BME PhD Dissertation Defense - Matthew Peterson

Starts:
12:00 pm on Tuesday, August 27, 2013
Location:
44 Cummington Mall, Room 401
COMMITTEE:
Dr. James Galagan, Department of Biomedical Engineering (Major Advisor)
Dr. James Collins, Department of Biomedical Engineering (Chair)
Dr. Daniel Segre, Bioinformatics Program
Dr. Tarjei Mikkelsen, Broad Institute

ABSTRACT:
In order to respond to environmental stimuli, cells utilize an interconnected network of molecules to regulate biological processes. This work describes the application of next-generation sequencing data to unravel these networks, with a focus on ChIP-seq for the identification of transcriptional regulatory networks. A ChIP-seq pipeline designed to analyze high coverage sequence data is described. This pipeline utilizes a simple model of background coverage, along with filtering steps and blind deconvolution to identify sites accurately and at high resolution. Comparisons to other peak calling algorithms on ChIP-seq experiments for previously characterized regulons show that this pipeline is the only method that identifies all previously identified targets for two previously characterized transcription factors in Mycobacterium tuberculosis, DosR and KstR.

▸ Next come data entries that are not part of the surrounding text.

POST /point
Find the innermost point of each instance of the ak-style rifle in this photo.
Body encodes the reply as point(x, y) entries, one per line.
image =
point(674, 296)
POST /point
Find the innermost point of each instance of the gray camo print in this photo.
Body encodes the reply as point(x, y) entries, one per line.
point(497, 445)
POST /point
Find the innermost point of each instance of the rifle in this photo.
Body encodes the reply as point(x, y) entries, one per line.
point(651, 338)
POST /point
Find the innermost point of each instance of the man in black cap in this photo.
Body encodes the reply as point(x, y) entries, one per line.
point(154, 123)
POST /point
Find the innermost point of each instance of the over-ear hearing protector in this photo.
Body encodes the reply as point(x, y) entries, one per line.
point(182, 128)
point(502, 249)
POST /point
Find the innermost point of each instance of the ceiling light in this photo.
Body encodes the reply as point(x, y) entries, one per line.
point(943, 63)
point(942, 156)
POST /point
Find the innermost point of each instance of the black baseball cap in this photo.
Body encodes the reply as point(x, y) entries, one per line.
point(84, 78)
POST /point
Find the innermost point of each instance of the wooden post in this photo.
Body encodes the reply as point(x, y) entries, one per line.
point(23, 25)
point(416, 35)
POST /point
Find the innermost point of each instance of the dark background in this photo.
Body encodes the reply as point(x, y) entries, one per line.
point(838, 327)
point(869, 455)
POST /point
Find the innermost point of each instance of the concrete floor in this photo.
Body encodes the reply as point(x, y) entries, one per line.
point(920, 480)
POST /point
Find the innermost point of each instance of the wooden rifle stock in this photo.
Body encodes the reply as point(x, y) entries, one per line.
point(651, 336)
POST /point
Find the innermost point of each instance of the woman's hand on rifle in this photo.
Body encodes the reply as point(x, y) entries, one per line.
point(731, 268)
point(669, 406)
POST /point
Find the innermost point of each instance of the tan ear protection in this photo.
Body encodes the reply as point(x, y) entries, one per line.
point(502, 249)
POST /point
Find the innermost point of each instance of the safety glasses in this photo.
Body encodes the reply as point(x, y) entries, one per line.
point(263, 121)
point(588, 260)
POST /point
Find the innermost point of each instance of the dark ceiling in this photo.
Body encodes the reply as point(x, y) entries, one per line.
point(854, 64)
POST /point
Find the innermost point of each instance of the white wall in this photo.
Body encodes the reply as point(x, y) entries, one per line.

This pipeline has been applied to ChIP-seq data in order to identify a genome scale regulatory network of the human pathogen Mycobacterium tuberculosis This network was identified using an inducible promoter system to induce the expression of over half of the transcription factors of Mycobacterium tuberculosis. This network is highly interconnected, containing more binding sites than initially expected for each transcription factor assayed. A subnetwork involving hypoxia and lipid metabolism genes is described using molecular profiling data to support these findings. The pipeline was also applied for the identification of a regulatory subnetwork of clock-regulated light-induced genes in Neurospora crassa. This network is also highly interconnected, and shows complex regulatory feedback onto the core clock genes.
Predicted targets of these sRNAs are consistent with the known function of many of the regulators of the sRNA. Together, these studies have produced resources that can be applied to better understand not only the biology of these organisms, but also the general nature of regulatory networks.